Thank you, and as always God bless!

Matt

 

Highs and Lows

I know many of the OT community experience major lows and minor highs. Those of us with a positive attitude can achieve those highs.

I am a master at hiding my lows in public. But, the lows always affect my closest relationships. My wife, my kids, and my parents get the worst from me. If I were in their shoes, I wouldn’t put with me. I’m not sure if or why they have written me off completely.

Do others see that? I can’t be the only one. My actions are going to leave me alone, with only my outside support. I often wonder if deep down that’s what I want. Will we or I ever find peace? I don’t know. Faith, hope and love. I think we need all three, but when you push one or more away, is that enough. I don’t believe it is. Why do we hurt the ones we love the most.

I see myself as damaged goods. It’s hard for me to believe that anyone would want to put up with me, so I wrap myself into a cocoon. No one can get in and I won’t let myself out.
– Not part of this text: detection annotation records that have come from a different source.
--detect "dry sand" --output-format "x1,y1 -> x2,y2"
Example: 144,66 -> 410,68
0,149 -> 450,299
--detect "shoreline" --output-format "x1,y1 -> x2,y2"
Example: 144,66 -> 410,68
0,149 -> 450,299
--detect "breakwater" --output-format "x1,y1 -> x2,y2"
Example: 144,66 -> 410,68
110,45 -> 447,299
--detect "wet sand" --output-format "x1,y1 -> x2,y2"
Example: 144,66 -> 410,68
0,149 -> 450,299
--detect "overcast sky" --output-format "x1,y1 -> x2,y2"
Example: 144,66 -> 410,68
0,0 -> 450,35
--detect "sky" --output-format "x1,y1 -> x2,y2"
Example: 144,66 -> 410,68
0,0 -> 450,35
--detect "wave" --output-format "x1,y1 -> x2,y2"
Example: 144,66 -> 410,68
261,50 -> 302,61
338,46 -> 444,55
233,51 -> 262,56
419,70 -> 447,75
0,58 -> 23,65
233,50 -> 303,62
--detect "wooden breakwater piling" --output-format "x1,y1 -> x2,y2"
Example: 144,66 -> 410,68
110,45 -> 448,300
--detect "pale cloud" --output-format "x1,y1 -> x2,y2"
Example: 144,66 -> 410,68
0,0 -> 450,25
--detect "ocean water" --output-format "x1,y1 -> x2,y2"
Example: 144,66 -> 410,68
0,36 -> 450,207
I realize this is not an encouraging topic, but it’s what I’m feeling now. Complete honesty and real emotions, that’s what this blog will be.

Thanks for reading, and as always God bless!!

Matt

New Day or New me?

It’s been about 4 months since I have written anything substantial on this blog.  That was one of many mistakes.  I am seriously depressed and filled anxiety.  My body hurts everywhere.  I’ve had thoughts of just fleeing by myself.  My demented mind told me that I would never be normal again.

It was only through my relationship with Jesus Christ as my savior, that I was able to break through most of this negative thinking.  Now depression and anxiety are real, and not just for the sick of body or the poor.  I would be willing to bet that high-ranking people in government, business and even religious leaders have or have had moments like this.

As an aside: I did not miss a day of work, nor did my productivity decrease.  I say this for legal purposes only.

I plan on speaking more like this as my battle with OT continues.  Life is too short to worry about being politically correct.  I am a follower or Christ and he will guide my guide my thoughts and my fingers as I write these blogs.

That’s all for now. God bless all who read this!!